In 1930 Mellish patented the Legendary Flour SIfter.

==Numismatics==
Melish assembled an extensive collection of United States half eagles, including the Earle specimen of the 1848 proof. He served on the Board of Governors of the American Numismatic Association and offered the club $10,000 to form its headquarters in Cincinnati. (They eventually settled on Colorado Springs).

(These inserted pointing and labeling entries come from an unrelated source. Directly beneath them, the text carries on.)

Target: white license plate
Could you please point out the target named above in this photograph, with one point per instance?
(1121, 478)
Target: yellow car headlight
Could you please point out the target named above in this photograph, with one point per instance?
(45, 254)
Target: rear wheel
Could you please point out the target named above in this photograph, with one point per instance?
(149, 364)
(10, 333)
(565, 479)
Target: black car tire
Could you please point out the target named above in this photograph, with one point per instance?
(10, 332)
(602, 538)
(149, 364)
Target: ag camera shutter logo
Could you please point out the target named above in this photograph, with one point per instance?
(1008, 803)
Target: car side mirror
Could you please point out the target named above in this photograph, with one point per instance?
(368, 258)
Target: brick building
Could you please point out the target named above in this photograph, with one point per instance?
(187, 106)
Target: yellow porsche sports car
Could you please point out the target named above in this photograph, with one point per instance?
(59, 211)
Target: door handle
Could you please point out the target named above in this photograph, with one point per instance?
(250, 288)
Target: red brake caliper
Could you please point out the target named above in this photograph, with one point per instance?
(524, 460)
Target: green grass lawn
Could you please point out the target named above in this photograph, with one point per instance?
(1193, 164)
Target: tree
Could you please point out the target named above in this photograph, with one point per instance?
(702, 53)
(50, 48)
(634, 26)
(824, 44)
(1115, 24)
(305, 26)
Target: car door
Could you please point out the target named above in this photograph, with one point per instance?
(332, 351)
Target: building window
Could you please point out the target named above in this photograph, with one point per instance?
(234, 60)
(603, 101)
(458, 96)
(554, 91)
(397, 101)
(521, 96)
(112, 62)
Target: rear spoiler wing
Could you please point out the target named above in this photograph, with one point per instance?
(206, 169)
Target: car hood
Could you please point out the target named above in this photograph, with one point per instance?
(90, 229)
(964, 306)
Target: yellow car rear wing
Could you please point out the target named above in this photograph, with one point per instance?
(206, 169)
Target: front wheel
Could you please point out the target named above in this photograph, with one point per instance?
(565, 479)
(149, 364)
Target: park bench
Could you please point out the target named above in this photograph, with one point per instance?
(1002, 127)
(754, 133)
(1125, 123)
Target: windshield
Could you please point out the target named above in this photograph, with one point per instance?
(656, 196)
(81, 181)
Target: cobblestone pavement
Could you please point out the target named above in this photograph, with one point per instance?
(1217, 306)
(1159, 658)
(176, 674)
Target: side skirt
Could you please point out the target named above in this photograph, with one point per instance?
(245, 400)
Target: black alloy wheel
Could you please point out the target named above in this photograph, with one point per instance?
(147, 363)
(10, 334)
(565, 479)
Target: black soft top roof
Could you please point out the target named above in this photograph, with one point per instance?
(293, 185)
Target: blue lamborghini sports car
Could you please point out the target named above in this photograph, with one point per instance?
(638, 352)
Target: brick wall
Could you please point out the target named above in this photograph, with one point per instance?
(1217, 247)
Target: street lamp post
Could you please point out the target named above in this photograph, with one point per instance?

Melish lobbied for the Cleveland Centennial half dollar, which he distributed in conjunction with the 1936 Great Lakes Exposition. Despite his promoting, the coins sold poorly and were still on hand in 1942.

That same year, he lobbied successfully for the creation of the 1936 Cincinnati Musical Center half dollar. Pitched to Congress as a way to honor Cincinnati’s 50 years of contributions to American music, the coin was minted at Philadelphia, Denver and San Francisco and was marketed as a three-coin set for $7.75.

Modern numismatists consider these coins among the most egregious abuses of the commemorative program, pointing out that nothing of importance happened in Cincinnati in 1886, and that Stephen Foster, who is pictured on the obverse, had no connection to the city. In their reference The Encyclopedia of United States Silver & Gold Commemorative Coins, 1892 to 1954, authors Anthony Swiatek and Walter Breen opined that "a more appropriate image would show Melish and a bank vault".

==Personal life==
Melish was a descendant of Jacob Bromwell, founder of Jacob Bromwell, Inc.